The mayor will be joined by other elected officials for a technical briefing, where details of the testing and the transit line's opening date will be revealed.
"Safety is always worth the wait," said Councillor Allan Hubely, transit commission chair. "That's what I said from the time I took this job in December, was that I didn't want to rush anything."
This afternoon's event will update city councillors and the media. So far, the city has refused to say anything about what's been happening during the critical 12-day testing period, nor how close the builder, Rideau Transit Group, is to completing the testing period.
RTG must complete 12 days of testing without a major deficiency before it can hand possession of the line over to the city and receive its long-awaited $202.3-million payment; the transaction has been deferred during the latest delays.
City councillors to ride train before technical briefing
The first big train ride on the Confederation Line will be followed up by the third degree.
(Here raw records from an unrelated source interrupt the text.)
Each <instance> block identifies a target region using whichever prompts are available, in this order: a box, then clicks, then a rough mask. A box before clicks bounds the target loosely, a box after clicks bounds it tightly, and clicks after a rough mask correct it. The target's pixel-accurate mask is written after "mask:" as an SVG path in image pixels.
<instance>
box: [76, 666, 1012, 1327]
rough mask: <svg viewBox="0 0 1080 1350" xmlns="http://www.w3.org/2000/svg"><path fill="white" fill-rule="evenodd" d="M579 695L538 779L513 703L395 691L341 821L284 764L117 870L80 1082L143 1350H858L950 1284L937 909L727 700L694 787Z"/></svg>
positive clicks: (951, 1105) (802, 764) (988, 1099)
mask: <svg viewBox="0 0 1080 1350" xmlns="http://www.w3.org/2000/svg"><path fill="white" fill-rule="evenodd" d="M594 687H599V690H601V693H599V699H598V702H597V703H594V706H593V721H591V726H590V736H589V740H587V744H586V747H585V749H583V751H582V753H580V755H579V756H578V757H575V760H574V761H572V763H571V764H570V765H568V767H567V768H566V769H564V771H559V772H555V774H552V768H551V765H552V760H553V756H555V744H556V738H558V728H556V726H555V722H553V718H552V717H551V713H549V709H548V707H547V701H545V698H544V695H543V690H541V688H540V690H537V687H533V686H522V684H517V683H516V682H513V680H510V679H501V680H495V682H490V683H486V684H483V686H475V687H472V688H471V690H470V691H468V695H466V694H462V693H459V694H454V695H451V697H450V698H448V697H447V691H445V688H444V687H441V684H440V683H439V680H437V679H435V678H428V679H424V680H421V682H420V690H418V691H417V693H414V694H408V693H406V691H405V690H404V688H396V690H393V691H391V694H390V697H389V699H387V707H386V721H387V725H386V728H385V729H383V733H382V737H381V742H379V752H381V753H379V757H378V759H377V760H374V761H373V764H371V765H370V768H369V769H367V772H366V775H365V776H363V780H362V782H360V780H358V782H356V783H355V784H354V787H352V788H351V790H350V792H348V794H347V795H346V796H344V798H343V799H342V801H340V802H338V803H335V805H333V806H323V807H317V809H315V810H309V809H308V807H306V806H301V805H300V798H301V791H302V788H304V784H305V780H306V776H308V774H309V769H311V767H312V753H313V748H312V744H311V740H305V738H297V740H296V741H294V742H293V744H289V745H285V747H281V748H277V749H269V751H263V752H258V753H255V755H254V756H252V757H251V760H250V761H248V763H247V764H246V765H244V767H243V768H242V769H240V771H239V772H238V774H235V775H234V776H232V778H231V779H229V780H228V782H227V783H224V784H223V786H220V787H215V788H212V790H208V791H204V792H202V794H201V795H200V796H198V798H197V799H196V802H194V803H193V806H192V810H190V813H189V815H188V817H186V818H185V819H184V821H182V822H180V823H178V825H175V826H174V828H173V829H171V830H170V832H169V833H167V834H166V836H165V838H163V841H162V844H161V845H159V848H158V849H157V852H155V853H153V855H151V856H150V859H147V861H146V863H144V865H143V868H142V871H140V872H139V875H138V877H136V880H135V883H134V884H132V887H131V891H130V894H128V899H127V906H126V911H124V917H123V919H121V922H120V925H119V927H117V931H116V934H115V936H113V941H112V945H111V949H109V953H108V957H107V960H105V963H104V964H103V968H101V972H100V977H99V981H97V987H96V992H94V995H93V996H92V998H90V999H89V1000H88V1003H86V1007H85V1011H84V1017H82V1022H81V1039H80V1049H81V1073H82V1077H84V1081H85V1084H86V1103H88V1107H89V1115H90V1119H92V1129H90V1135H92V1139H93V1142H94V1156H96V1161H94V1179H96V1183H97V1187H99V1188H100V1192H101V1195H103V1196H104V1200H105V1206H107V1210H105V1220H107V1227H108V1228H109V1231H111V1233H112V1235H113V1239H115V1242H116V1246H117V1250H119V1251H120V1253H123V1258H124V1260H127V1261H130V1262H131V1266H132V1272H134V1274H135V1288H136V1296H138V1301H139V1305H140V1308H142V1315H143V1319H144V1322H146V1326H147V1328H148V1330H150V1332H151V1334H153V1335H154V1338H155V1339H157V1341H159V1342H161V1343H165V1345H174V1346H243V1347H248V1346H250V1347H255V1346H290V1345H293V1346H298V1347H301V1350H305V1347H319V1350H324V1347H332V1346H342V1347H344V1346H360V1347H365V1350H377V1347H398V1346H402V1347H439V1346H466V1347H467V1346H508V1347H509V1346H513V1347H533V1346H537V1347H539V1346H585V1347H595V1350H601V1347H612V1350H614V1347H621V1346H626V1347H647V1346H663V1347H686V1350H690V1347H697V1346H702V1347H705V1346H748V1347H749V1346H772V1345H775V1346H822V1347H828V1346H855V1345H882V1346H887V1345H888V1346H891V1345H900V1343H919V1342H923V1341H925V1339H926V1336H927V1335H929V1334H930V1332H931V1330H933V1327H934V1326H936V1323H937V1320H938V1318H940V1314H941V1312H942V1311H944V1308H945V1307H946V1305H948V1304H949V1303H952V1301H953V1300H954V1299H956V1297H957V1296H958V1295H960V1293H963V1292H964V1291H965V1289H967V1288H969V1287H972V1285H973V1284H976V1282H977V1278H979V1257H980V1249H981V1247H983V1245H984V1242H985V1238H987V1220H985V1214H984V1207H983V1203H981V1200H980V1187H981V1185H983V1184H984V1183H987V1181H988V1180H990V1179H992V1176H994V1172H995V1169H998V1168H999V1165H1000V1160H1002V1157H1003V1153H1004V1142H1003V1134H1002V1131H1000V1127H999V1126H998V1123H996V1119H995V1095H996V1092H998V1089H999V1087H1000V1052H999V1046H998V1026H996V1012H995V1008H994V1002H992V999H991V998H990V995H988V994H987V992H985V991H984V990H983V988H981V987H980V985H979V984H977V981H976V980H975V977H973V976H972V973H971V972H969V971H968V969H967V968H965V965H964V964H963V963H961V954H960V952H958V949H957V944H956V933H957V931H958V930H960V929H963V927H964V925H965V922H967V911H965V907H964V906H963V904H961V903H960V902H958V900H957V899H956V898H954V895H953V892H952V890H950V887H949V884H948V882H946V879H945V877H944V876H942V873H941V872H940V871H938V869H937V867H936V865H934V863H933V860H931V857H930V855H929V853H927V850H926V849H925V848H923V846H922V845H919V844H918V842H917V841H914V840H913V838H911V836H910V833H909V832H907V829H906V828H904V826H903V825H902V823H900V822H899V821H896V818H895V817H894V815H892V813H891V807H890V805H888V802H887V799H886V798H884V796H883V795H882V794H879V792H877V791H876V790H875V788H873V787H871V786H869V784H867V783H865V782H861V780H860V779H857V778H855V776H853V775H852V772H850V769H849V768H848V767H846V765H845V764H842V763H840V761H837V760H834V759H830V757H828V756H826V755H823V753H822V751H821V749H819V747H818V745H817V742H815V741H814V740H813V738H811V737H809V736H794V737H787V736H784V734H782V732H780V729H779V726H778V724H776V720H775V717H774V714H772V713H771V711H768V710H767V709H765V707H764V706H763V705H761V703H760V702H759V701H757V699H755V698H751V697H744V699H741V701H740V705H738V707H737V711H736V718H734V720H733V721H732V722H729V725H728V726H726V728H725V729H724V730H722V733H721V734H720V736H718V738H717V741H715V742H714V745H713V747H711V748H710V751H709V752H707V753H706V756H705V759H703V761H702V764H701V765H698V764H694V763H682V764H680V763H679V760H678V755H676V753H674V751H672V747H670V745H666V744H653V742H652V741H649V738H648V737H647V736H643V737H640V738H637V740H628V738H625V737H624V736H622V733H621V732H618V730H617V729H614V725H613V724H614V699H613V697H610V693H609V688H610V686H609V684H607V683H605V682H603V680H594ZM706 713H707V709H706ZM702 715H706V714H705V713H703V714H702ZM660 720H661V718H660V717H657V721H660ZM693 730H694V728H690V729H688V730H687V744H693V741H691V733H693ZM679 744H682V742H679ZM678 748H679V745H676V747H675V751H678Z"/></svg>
Several councillors still have questions regarding the 12 consecutive days of testing phase, which in reality took more than 20 days to complete.
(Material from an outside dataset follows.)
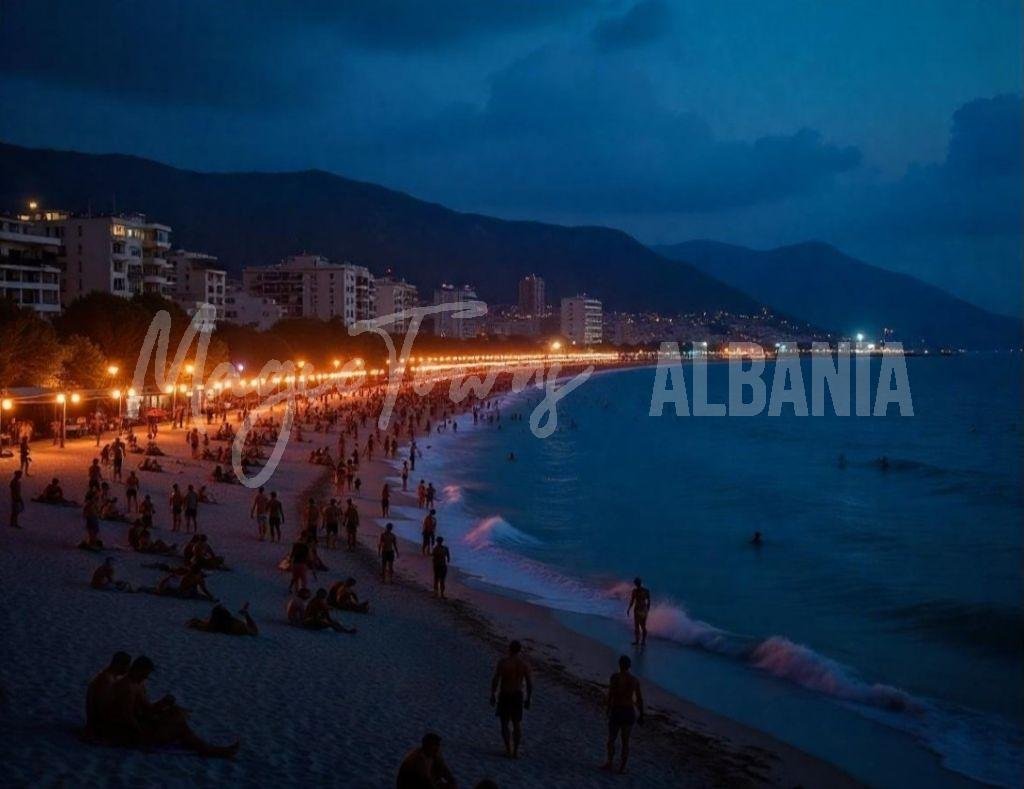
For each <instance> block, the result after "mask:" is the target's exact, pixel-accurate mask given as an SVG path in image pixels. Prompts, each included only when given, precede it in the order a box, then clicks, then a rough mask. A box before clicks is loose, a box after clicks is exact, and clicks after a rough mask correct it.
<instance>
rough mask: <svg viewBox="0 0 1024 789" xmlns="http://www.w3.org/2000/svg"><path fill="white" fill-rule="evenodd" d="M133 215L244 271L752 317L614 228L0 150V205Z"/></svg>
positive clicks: (745, 302) (43, 151)
mask: <svg viewBox="0 0 1024 789" xmlns="http://www.w3.org/2000/svg"><path fill="white" fill-rule="evenodd" d="M30 199H31V200H37V201H39V203H40V205H41V206H43V207H49V208H53V209H67V210H71V211H87V210H91V211H93V212H96V213H101V212H104V211H105V212H110V211H112V209H114V208H117V209H119V210H126V211H135V212H140V213H144V214H146V215H147V216H148V217H150V218H152V219H154V220H157V221H160V222H163V223H165V224H168V225H170V226H171V228H172V236H171V238H172V242H173V243H174V245H175V246H181V247H184V248H186V249H191V250H196V251H201V252H207V253H210V254H213V255H216V256H217V257H218V258H219V260H220V263H221V265H222V267H223V268H225V269H227V270H228V272H230V273H234V274H238V273H239V272H240V271H241V269H242V268H243V267H244V266H251V265H265V264H269V263H276V262H278V261H280V260H281V259H282V258H284V257H287V256H288V255H292V254H295V253H300V252H310V253H315V254H319V255H324V256H325V257H327V258H329V259H331V260H334V261H338V262H341V261H345V260H348V261H351V262H353V263H360V264H362V265H366V266H368V267H369V268H370V269H371V270H372V271H373V272H374V273H376V274H381V273H383V272H384V271H385V269H391V270H393V272H394V274H395V275H396V276H402V277H404V278H406V279H408V280H409V281H411V282H413V283H414V284H416V286H417V287H418V288H419V289H420V292H421V295H422V296H425V297H427V298H429V297H430V296H431V295H432V293H433V289H434V288H436V287H437V286H438V284H440V283H441V282H454V283H457V284H462V283H470V284H473V286H475V287H476V291H477V294H478V295H479V296H480V298H482V299H484V300H485V301H488V302H493V303H500V304H508V303H511V302H515V300H516V298H517V284H518V280H519V279H520V278H521V277H523V276H524V275H526V274H529V273H537V274H540V275H542V276H543V277H544V278H545V280H546V283H547V290H548V294H549V298H555V299H557V298H560V297H563V296H573V295H575V294H578V293H583V292H587V293H589V294H591V295H593V296H595V297H596V298H599V299H601V300H602V301H603V302H604V304H605V308H606V309H616V310H640V309H648V310H658V311H663V312H668V313H672V312H688V311H691V310H702V309H724V310H729V311H743V312H752V311H756V310H758V309H759V308H760V305H759V304H758V303H757V302H756V301H755V300H753V299H751V298H750V297H749V296H746V295H745V294H742V293H740V292H739V291H737V290H735V289H734V288H730V287H729V286H726V284H723V283H722V282H720V281H718V280H717V279H714V278H713V277H710V276H708V275H707V274H705V273H702V272H700V271H698V270H697V269H695V268H693V267H692V266H689V265H685V264H681V265H672V264H669V263H667V261H666V260H665V259H664V258H662V257H660V256H659V255H657V254H656V253H654V252H652V251H651V250H650V249H648V248H647V247H645V246H644V245H642V244H640V243H639V242H637V240H636V239H635V238H633V237H632V236H630V235H628V234H627V233H624V232H622V231H620V230H612V229H610V228H606V227H564V226H560V225H553V224H545V223H542V222H509V221H504V220H501V219H494V218H492V217H487V216H481V215H478V214H467V213H461V212H457V211H452V210H450V209H446V208H444V207H443V206H439V205H436V204H432V203H426V202H423V201H420V200H416V199H415V198H412V196H410V195H409V194H404V193H402V192H399V191H394V190H391V189H387V188H384V187H382V186H377V185H375V184H372V183H366V182H361V181H353V180H350V179H348V178H342V177H340V176H337V175H332V174H331V173H327V172H323V171H318V170H308V171H302V172H291V173H200V172H194V171H189V170H181V169H178V168H174V167H169V166H167V165H162V164H158V163H156V162H152V161H148V160H144V159H139V158H136V157H129V156H120V155H100V156H97V155H87V154H78V152H71V151H59V150H45V149H36V148H25V147H19V146H15V145H9V144H0V206H3V207H23V208H24V206H25V205H26V204H27V202H28V201H29V200H30Z"/></svg>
"We've heard some really concerning allegations out there and not just from one source," explained Kitchissippi Ward Councillor Jeff Leiper. "That the testing methodology may have been changed through the course of the test in order to make sure that the train can move ahead."
Leiper explained that he's not worried about the overall safety of the train, but more so of the small potential defects.
"The communication systems, the display screens, the doors," Leiper said. "I want to make sure that those are working well so that once the train goes into service, it stays in service."
Bay Ward Councillor Theresa Kavanaugh explained that this is a big step for the city, but there are concerns.
"Despite all the delays, I'd rather have a delay than a problem," said Kavanaugh. "It's much easier to fix the problem before you announce."
Both Leiper and Kavanaugh admit that when they take the train ride on Friday afternoon, they'll be keeping a close eye out for any issues.